Il y a cependant une limite à l'application de l'affaire Veilleux, parce que si elle ne contient pas de référence précise aux paragraphes 56.1(2) et 60.1(2), la convention alimentaire ou l'ordonnance du tribunal doit énoncer que les parties comprennent les conséquences fiscales qui découlent de certains paiements par l'une des parties. Autrement dit, il doit être apparent, d'après le libellé du document, que les deux parties comprennent que la partie payant un certain montant déduira ce montant dans le calcul de son revenu et que l'autre partie inclura ce même montant dans le calcul de son revenu. Voilà, après tout, l'effet pratique de la disposition « déterminative » des paragraphes 56.1(2) et 60.1(2) : « est réputé [...] être un montant payable [...] et à recevoir [...] à titre d'allocation périodique » . (l'italique est de moi)

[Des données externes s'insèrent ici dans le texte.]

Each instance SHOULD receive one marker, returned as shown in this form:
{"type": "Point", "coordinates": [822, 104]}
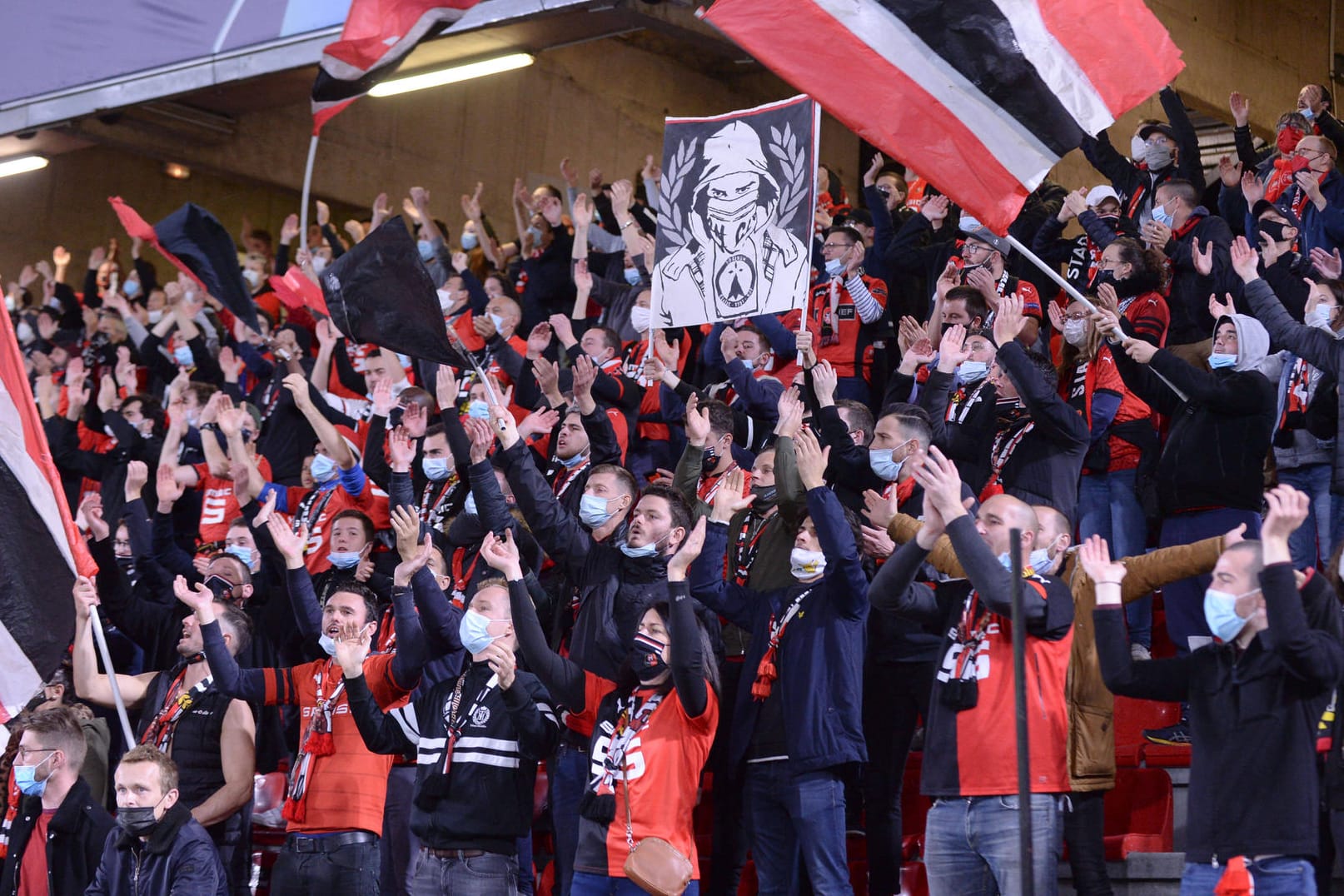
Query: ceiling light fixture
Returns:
{"type": "Point", "coordinates": [453, 74]}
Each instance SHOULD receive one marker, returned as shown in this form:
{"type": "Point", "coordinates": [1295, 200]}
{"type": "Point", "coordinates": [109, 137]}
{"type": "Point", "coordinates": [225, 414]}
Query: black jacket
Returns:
{"type": "Point", "coordinates": [1219, 434]}
{"type": "Point", "coordinates": [1253, 719]}
{"type": "Point", "coordinates": [76, 836]}
{"type": "Point", "coordinates": [1046, 465]}
{"type": "Point", "coordinates": [177, 859]}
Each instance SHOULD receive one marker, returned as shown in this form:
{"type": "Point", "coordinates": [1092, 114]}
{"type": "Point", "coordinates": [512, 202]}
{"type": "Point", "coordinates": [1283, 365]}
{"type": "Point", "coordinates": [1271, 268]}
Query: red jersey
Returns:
{"type": "Point", "coordinates": [218, 504]}
{"type": "Point", "coordinates": [347, 789]}
{"type": "Point", "coordinates": [661, 775]}
{"type": "Point", "coordinates": [838, 332]}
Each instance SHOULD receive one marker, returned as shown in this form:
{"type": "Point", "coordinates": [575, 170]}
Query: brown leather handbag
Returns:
{"type": "Point", "coordinates": [654, 863]}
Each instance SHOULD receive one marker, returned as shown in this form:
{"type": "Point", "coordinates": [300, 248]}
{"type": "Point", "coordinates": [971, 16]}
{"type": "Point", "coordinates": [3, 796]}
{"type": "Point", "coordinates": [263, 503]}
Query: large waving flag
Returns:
{"type": "Point", "coordinates": [378, 35]}
{"type": "Point", "coordinates": [41, 550]}
{"type": "Point", "coordinates": [982, 97]}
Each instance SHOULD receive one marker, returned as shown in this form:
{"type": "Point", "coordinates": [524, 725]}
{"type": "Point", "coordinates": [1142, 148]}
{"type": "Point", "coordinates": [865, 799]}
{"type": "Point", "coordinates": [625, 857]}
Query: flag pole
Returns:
{"type": "Point", "coordinates": [308, 187]}
{"type": "Point", "coordinates": [101, 639]}
{"type": "Point", "coordinates": [1019, 670]}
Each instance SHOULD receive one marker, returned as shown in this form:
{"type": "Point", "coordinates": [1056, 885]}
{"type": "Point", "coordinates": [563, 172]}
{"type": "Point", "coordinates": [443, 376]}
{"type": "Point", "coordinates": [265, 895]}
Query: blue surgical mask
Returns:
{"type": "Point", "coordinates": [242, 552]}
{"type": "Point", "coordinates": [435, 468]}
{"type": "Point", "coordinates": [1162, 217]}
{"type": "Point", "coordinates": [972, 371]}
{"type": "Point", "coordinates": [26, 778]}
{"type": "Point", "coordinates": [344, 559]}
{"type": "Point", "coordinates": [593, 510]}
{"type": "Point", "coordinates": [473, 632]}
{"type": "Point", "coordinates": [323, 468]}
{"type": "Point", "coordinates": [1221, 615]}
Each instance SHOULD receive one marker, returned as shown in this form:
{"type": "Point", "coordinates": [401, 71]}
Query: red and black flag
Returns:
{"type": "Point", "coordinates": [199, 246]}
{"type": "Point", "coordinates": [980, 97]}
{"type": "Point", "coordinates": [379, 291]}
{"type": "Point", "coordinates": [378, 35]}
{"type": "Point", "coordinates": [41, 550]}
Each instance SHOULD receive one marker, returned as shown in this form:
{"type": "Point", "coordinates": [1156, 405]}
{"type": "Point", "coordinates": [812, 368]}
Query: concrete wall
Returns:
{"type": "Point", "coordinates": [602, 104]}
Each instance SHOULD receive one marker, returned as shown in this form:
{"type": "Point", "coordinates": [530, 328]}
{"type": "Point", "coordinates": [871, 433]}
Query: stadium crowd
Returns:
{"type": "Point", "coordinates": [762, 560]}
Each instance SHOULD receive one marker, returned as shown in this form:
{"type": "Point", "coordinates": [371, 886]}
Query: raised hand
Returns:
{"type": "Point", "coordinates": [689, 551]}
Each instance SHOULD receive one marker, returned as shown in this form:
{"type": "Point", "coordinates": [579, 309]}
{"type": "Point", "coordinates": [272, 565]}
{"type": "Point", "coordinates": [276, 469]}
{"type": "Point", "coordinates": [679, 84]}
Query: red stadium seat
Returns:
{"type": "Point", "coordinates": [1138, 813]}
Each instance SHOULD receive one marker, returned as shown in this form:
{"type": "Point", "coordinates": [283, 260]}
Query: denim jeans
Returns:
{"type": "Point", "coordinates": [347, 871]}
{"type": "Point", "coordinates": [971, 845]}
{"type": "Point", "coordinates": [1278, 876]}
{"type": "Point", "coordinates": [490, 874]}
{"type": "Point", "coordinates": [400, 845]}
{"type": "Point", "coordinates": [797, 814]}
{"type": "Point", "coordinates": [1108, 505]}
{"type": "Point", "coordinates": [569, 778]}
{"type": "Point", "coordinates": [588, 884]}
{"type": "Point", "coordinates": [1311, 545]}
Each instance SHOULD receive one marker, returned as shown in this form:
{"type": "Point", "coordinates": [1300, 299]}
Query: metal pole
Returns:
{"type": "Point", "coordinates": [112, 674]}
{"type": "Point", "coordinates": [1019, 670]}
{"type": "Point", "coordinates": [308, 187]}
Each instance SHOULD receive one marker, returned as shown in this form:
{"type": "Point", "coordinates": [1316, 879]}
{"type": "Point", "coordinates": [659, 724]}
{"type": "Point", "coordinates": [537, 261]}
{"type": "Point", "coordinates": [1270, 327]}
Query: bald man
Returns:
{"type": "Point", "coordinates": [971, 759]}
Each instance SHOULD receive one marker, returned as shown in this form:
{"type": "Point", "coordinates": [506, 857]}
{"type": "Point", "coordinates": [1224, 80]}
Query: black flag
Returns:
{"type": "Point", "coordinates": [379, 291]}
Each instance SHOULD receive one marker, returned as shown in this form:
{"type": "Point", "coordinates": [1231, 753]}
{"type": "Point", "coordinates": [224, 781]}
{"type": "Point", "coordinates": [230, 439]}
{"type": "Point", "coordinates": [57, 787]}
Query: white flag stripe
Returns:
{"type": "Point", "coordinates": [19, 680]}
{"type": "Point", "coordinates": [485, 743]}
{"type": "Point", "coordinates": [1003, 137]}
{"type": "Point", "coordinates": [13, 453]}
{"type": "Point", "coordinates": [1057, 67]}
{"type": "Point", "coordinates": [484, 759]}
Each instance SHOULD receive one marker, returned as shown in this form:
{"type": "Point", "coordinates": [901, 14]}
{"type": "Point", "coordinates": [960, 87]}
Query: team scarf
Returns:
{"type": "Point", "coordinates": [164, 724]}
{"type": "Point", "coordinates": [768, 670]}
{"type": "Point", "coordinates": [435, 786]}
{"type": "Point", "coordinates": [317, 742]}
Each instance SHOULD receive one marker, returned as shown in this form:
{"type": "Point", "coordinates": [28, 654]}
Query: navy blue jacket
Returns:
{"type": "Point", "coordinates": [820, 656]}
{"type": "Point", "coordinates": [177, 859]}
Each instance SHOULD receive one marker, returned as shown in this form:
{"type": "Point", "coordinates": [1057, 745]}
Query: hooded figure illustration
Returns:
{"type": "Point", "coordinates": [737, 262]}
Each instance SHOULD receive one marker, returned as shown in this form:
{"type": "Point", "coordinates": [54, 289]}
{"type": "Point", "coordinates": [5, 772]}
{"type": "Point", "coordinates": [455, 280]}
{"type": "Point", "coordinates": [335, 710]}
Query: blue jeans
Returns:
{"type": "Point", "coordinates": [971, 845]}
{"type": "Point", "coordinates": [1311, 545]}
{"type": "Point", "coordinates": [796, 814]}
{"type": "Point", "coordinates": [490, 874]}
{"type": "Point", "coordinates": [1184, 598]}
{"type": "Point", "coordinates": [1278, 876]}
{"type": "Point", "coordinates": [588, 884]}
{"type": "Point", "coordinates": [1108, 505]}
{"type": "Point", "coordinates": [569, 778]}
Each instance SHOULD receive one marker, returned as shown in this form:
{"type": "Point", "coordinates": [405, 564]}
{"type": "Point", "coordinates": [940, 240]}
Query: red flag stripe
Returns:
{"type": "Point", "coordinates": [34, 465]}
{"type": "Point", "coordinates": [884, 105]}
{"type": "Point", "coordinates": [1127, 52]}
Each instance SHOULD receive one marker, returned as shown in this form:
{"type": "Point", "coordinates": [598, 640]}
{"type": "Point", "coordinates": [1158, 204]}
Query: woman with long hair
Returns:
{"type": "Point", "coordinates": [652, 727]}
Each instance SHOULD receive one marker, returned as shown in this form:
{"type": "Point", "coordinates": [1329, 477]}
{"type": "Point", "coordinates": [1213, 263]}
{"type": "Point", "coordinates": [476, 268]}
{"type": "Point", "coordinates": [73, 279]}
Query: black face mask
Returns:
{"type": "Point", "coordinates": [647, 657]}
{"type": "Point", "coordinates": [137, 821]}
{"type": "Point", "coordinates": [1273, 230]}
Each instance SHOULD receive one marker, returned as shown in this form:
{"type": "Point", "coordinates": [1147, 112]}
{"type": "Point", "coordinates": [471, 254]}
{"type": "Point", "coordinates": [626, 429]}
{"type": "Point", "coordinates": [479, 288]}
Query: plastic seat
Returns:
{"type": "Point", "coordinates": [1138, 813]}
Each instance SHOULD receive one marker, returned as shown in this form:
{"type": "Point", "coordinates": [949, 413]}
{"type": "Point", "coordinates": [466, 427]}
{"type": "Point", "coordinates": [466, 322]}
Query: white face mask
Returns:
{"type": "Point", "coordinates": [805, 565]}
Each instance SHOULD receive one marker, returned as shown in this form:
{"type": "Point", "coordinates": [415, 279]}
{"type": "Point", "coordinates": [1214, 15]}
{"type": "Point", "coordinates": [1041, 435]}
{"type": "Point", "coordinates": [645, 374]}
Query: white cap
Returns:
{"type": "Point", "coordinates": [1097, 194]}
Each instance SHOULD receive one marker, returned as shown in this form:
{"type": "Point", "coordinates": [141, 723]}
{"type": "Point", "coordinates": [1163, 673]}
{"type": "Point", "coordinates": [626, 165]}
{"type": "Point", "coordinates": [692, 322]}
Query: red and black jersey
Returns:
{"type": "Point", "coordinates": [972, 753]}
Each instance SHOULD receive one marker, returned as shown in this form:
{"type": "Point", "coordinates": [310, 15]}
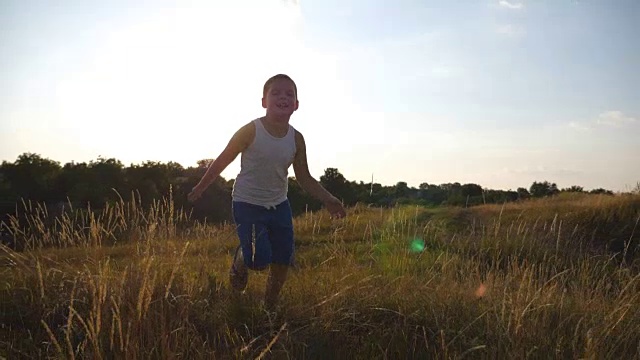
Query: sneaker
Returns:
{"type": "Point", "coordinates": [238, 277]}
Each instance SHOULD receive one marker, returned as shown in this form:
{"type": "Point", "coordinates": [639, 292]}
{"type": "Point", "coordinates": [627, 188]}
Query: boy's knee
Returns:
{"type": "Point", "coordinates": [258, 267]}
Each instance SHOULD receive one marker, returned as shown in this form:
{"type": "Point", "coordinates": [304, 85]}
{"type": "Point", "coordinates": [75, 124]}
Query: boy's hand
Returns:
{"type": "Point", "coordinates": [195, 194]}
{"type": "Point", "coordinates": [335, 208]}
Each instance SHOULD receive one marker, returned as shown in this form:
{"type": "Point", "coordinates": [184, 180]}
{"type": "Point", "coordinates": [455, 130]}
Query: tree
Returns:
{"type": "Point", "coordinates": [574, 188]}
{"type": "Point", "coordinates": [33, 177]}
{"type": "Point", "coordinates": [523, 193]}
{"type": "Point", "coordinates": [601, 191]}
{"type": "Point", "coordinates": [542, 189]}
{"type": "Point", "coordinates": [336, 184]}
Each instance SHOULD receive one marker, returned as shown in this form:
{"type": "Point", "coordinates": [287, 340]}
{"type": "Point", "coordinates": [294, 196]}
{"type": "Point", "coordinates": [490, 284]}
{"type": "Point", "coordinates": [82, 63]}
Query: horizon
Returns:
{"type": "Point", "coordinates": [496, 93]}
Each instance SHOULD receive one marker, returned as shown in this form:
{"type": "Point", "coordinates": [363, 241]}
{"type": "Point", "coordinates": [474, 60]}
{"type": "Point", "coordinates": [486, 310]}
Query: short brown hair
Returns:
{"type": "Point", "coordinates": [268, 83]}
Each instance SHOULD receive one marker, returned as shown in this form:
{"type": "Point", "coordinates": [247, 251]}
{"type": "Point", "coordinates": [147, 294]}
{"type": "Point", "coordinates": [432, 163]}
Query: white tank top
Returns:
{"type": "Point", "coordinates": [264, 165]}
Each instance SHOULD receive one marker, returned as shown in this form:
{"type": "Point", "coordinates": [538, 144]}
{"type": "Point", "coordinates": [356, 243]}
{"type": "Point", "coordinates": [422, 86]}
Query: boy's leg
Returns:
{"type": "Point", "coordinates": [282, 249]}
{"type": "Point", "coordinates": [254, 251]}
{"type": "Point", "coordinates": [277, 277]}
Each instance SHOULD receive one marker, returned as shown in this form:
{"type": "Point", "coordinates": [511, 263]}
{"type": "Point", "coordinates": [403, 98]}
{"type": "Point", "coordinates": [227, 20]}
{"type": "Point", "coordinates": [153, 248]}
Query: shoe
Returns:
{"type": "Point", "coordinates": [238, 277]}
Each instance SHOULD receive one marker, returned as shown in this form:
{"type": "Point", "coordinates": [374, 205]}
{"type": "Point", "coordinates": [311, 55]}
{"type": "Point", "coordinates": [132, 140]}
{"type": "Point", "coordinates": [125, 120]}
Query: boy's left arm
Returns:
{"type": "Point", "coordinates": [311, 185]}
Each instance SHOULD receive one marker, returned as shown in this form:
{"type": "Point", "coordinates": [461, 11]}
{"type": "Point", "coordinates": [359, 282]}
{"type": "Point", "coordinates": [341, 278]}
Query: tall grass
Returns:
{"type": "Point", "coordinates": [521, 280]}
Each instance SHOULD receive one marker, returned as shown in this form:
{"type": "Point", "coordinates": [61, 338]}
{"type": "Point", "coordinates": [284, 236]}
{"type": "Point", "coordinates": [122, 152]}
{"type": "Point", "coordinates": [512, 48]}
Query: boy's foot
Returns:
{"type": "Point", "coordinates": [238, 274]}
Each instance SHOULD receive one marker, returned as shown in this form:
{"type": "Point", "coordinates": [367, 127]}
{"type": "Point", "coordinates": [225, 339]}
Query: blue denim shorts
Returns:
{"type": "Point", "coordinates": [266, 235]}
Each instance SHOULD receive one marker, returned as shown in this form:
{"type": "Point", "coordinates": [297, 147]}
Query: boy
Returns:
{"type": "Point", "coordinates": [261, 211]}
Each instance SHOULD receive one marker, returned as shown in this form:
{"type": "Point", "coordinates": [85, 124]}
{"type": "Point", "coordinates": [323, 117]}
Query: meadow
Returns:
{"type": "Point", "coordinates": [556, 277]}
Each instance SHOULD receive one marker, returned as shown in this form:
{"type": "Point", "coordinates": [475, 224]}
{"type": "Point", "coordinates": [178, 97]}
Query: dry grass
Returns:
{"type": "Point", "coordinates": [361, 288]}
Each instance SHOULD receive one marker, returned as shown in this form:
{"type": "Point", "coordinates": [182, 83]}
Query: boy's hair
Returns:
{"type": "Point", "coordinates": [267, 84]}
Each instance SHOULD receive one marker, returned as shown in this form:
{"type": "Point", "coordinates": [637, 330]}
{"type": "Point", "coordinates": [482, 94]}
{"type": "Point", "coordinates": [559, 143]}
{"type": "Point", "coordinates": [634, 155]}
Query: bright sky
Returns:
{"type": "Point", "coordinates": [498, 93]}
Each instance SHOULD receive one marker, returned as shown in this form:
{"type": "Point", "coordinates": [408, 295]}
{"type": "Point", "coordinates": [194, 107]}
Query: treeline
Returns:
{"type": "Point", "coordinates": [34, 178]}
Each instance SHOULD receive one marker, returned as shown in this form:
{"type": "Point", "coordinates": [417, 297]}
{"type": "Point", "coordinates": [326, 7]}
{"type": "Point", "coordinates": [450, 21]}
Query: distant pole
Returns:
{"type": "Point", "coordinates": [371, 190]}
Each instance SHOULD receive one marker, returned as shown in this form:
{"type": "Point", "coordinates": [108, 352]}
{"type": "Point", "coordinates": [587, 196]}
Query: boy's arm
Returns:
{"type": "Point", "coordinates": [238, 143]}
{"type": "Point", "coordinates": [311, 185]}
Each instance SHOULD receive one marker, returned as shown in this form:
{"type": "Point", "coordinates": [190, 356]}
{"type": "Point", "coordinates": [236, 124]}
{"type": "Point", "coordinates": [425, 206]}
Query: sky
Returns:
{"type": "Point", "coordinates": [499, 93]}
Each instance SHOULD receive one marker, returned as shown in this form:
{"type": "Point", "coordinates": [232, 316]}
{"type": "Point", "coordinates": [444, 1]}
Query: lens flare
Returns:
{"type": "Point", "coordinates": [417, 245]}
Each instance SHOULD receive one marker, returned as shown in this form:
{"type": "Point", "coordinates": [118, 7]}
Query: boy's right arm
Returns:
{"type": "Point", "coordinates": [238, 143]}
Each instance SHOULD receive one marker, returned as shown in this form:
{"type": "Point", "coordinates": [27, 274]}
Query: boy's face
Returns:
{"type": "Point", "coordinates": [281, 99]}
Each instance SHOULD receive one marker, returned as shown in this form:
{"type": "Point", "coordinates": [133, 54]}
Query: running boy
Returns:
{"type": "Point", "coordinates": [261, 211]}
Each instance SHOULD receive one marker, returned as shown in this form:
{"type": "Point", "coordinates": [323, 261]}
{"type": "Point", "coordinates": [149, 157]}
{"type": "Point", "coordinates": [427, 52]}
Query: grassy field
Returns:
{"type": "Point", "coordinates": [549, 278]}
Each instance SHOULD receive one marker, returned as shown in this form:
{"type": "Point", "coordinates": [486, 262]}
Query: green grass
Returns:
{"type": "Point", "coordinates": [145, 285]}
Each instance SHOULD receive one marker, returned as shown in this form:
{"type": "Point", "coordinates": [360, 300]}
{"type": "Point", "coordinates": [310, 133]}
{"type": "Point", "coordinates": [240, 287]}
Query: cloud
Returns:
{"type": "Point", "coordinates": [612, 118]}
{"type": "Point", "coordinates": [579, 126]}
{"type": "Point", "coordinates": [511, 5]}
{"type": "Point", "coordinates": [510, 30]}
{"type": "Point", "coordinates": [615, 118]}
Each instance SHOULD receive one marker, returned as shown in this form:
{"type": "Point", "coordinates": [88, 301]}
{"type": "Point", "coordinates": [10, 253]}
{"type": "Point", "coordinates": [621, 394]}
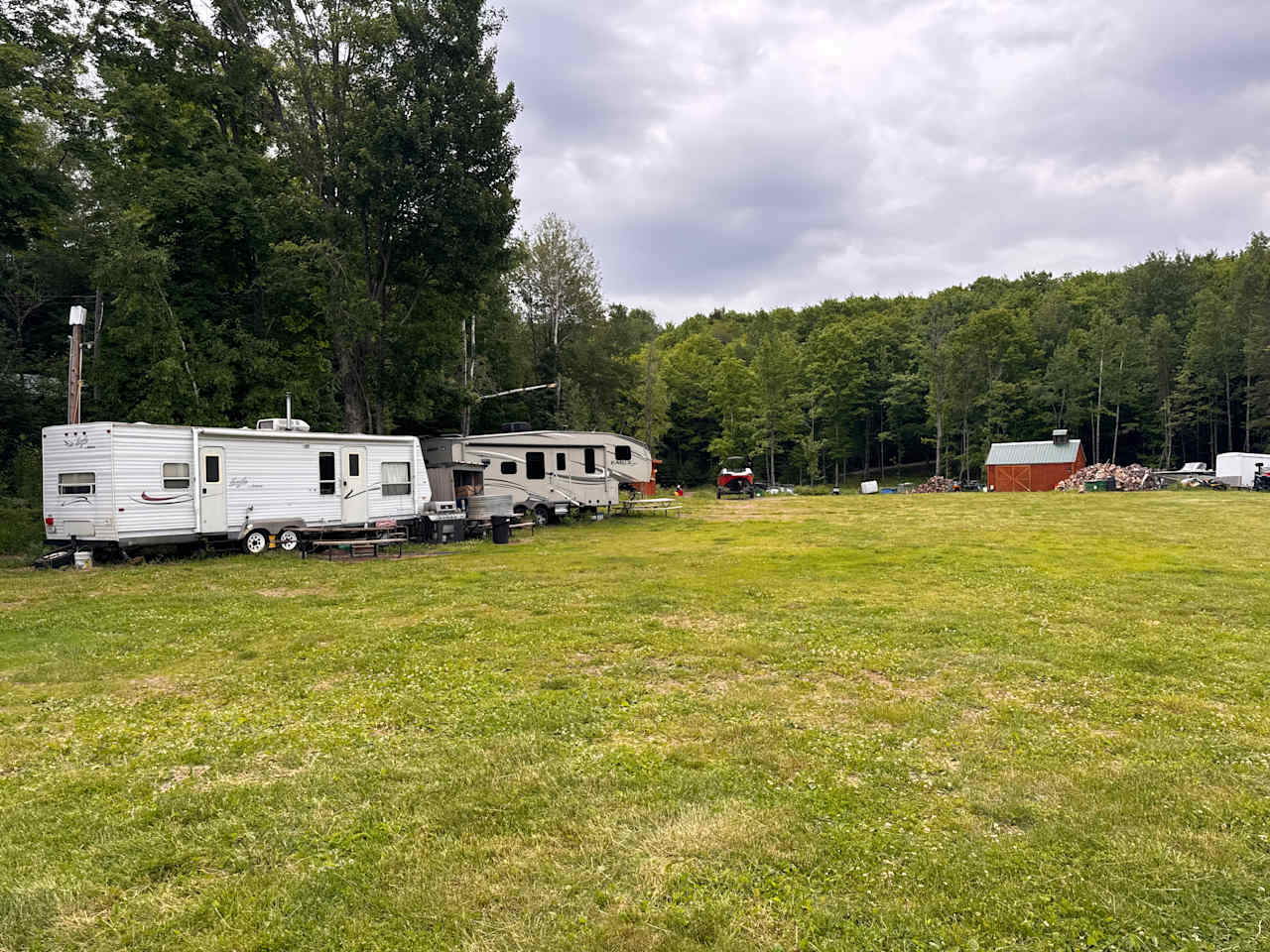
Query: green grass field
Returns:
{"type": "Point", "coordinates": [907, 722]}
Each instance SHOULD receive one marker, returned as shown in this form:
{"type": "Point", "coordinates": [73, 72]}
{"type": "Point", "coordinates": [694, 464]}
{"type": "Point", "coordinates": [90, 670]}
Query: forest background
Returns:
{"type": "Point", "coordinates": [264, 195]}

[12]     Dans la présente espèce, les parties n'ont jamais songé à la question de la déductibilité ni à l'inclusion des frais de scolarité versés à des tiers dans le calcul de leur revenu, parce qu'il n'a jamais été prévu que l'accord entre en vigueur au Canada. Je ne conviens pas que l'appelant respecte l'esprit des dispositions législatives, comme l'a laissé entendre son représentant. Le fait que l'appelant et son ex-conjointe soient confrontés à des conséquences fiscales différentes de celles qu'aurait entraîné leur séparation aux États-Unis est sans rapport. L'accord visé en l'espèce ne prévoit nullement l'inclusion et la déduction des frais de scolarité payés par l'appelant et il n'y a aucune raison de permettre à l'appelant de déduire les montants en question.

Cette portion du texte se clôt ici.